Each kidney contains about 1 million filtering units (glomeruli). The glomeruli are made up of many microscopic clusters of tiny blood vessels (capillaries) with small pores. These blood vessels are designed to leak fluid from the bloodstream into a system of miniature tubules that process the fluid to become urine. Normally this filtering system permits fluid and small molecules (but almost no protein or blood cells) to leak into the tubules. Diseases that affect the kidneys can be divided into three categories based on the way they affect different parts of the kidneys:

• Glomerulonephritis (or nephritic syndrome) is inflammation of the glomeruli, which causes blood cells and protein to escape from the glomerular capillaries into the urine.
• In nephrotic syndrome, damage to the capillaries of the glomeruli causes proteins to leak into the urine.
• Tubulointerstitial nephritis is inflammation of the tubules and the tissues surrounding the tubules (interstitium).

With glomerulonephritis, the inflammation is often the result of an abnormal immune reaction. Such a reaction can occur in two ways: (1) Antibodies (proteins made by the body to attack specific molecules called antigens) may attach directly to cells of the kidney or molecules trapped in them, causing inflammation. (2) Antibodies attach to antigens outside the kidney, and these antigen-antibody (or immune) complexes are carried to the kidney by the bloodstream and get trapped in the glomeruli, causing inflammation.

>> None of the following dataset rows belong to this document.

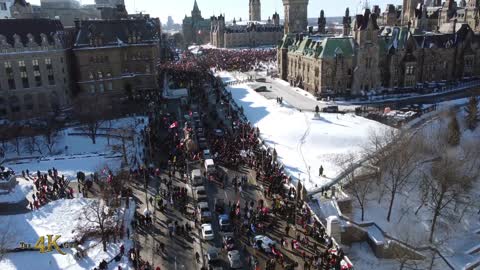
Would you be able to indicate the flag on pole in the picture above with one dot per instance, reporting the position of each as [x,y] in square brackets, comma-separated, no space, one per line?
[174,124]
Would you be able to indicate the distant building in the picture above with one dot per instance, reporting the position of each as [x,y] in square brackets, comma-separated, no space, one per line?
[378,58]
[64,10]
[34,67]
[115,56]
[254,8]
[21,9]
[196,29]
[5,9]
[245,34]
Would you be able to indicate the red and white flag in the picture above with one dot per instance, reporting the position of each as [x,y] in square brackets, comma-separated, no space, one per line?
[174,124]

If enough glomeruli are damaged, kidney function is decreased. As a result, urine production falls and waste products build up in the blood. Also, when damage is severe, inflammatory cells and injured glomerular cells accumulate, compressing the capillaries within the glomerulus and interfering with filtration. Scarring may develop, which also impairs kidney function and reduces urine production. In some cases, tiny blood clots (microthrombi) may form in the small blood vessels, further decreasing kidney function. Rarely, glomerulonephritis can result from a hereditary condition. In other cases, glomerulonephritis is caused by inflammation of the blood vessels (vasculitis).

Nephrotic syndrome causes large amounts of protein to leak from blood into the urine. This leakage can be caused by damage to the glomeruli by inflammatory or noninflammatory processes. In inflammatory processes, red blood cells appear in the urine. Nephrotic syndrome caused by inflammation therefore has characteristics similar to those of glomerulonephritis. With noninflammatory processes, no red blood cells appear in the urine. Some forms of nephrotic syndrome can be severe. The glomeruli become scarred, and kidney failure develops. In less severe forms of nephrotic syndrome, kidney function decreases very little.

Tubulointerstitial nephritis often is caused by a toxic or allergic reaction to a drug. White blood cells or scar tissue appears in the kidney's tissues. Infection of the kidneys (pyelonephritis—see Urinary Tract Infections (UTI): Kidney Infection (Pyelonephritis)) can also cause tubulointerstitial nephritis. When inflammation damages the tubules and surrounding tissues, the kidneys may become unable to perform their normal functions, such as concentrating urine, eliminating (excreting) waste products from the body, or balancing the excretion of sodium and other electrolytes, such as potassium. If the damage is severe and affects both kidneys, the result is kidney failure.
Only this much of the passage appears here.